The Personal Data Protection Act 2010 (PDPA) of Malaysia uses the factor of data processing outside the jurisdiction to limit its scope of applicability. Specifically, the Act excludes personal data processed outside Malaysia from its purview, unless that data is intended for further processing within Malaysia.

Text of Relevant Provision

Section 3(2) of the PDPA states:

"This Act shall not apply to any personal data processed outside Malaysia unless that personal data is intended to be further processed in Malaysia."

Analysis of Provision

This provision establishes a territorial limitation on the PDPA's applicability. The key elements are:

1. "This Act shall not apply" - This phrase clearly excludes certain data processing activities from the PDPA's scope.
2. "to any personal data processed outside Malaysia" - This defines the general rule that data processing occurring outside Malaysia's borders is not subject to the PDPA.
3. "unless that personal data is intended to be further processed in Malaysia" - This exception brings certain cross-border data processing activities back within the PDPA's scope.

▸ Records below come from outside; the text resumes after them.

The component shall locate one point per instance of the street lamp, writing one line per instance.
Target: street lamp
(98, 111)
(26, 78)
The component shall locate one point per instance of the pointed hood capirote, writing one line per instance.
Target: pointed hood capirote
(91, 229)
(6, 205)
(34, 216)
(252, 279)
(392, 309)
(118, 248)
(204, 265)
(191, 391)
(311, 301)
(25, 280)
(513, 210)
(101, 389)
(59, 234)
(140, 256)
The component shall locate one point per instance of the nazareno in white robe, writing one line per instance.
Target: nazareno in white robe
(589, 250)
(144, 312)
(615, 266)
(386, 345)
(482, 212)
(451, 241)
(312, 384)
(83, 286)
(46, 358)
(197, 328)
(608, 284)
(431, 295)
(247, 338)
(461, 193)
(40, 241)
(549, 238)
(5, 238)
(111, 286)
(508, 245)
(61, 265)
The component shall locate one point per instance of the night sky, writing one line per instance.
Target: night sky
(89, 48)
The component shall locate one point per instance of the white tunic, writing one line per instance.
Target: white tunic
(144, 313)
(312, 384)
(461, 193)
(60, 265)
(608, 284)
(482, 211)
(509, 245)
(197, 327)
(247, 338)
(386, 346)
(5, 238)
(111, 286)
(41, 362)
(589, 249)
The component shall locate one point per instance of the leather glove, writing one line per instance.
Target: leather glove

The provision creates a balance between respecting the territorial sovereignty of other jurisdictions and protecting personal data that may eventually enter Malaysian territory. It recognizes that in a globalized world, data often crosses borders, and seeks to ensure that data destined for processing in Malaysia is protected, regardless of its origin.

Implications

This provision has several implications for businesses:

1. Companies processing data entirely outside Malaysia are generally not subject to the PDPA, even if the data relates to Malaysian citizens or residents.
2. However, if a company processes data outside Malaysia with the intention of further processing it within Malaysia, the PDPA would apply to that data from the outset.
3. Companies must carefully consider their data flows and processing intentions when determining whether they fall under the PDPA's jurisdiction.
4. Multinational companies with operations both inside and outside Malaysia need to be particularly vigilant, as they may have data that crosses this jurisdictional boundary.
5. Companies outside Malaysia that provide data processing services to Malaysian entities should be aware that if the data is intended for further processing in Malaysia, it may be subject to the PDPA.

This provision allows Malaysian authorities to assert jurisdiction over data that will impact its territory, while avoiding overreach into purely foreign data processing activities. It aligns with the principle of data protection continuity, ensuring that data intended for Malaysian processing is protected throughout its lifecycle, even before it enters Malaysian territory.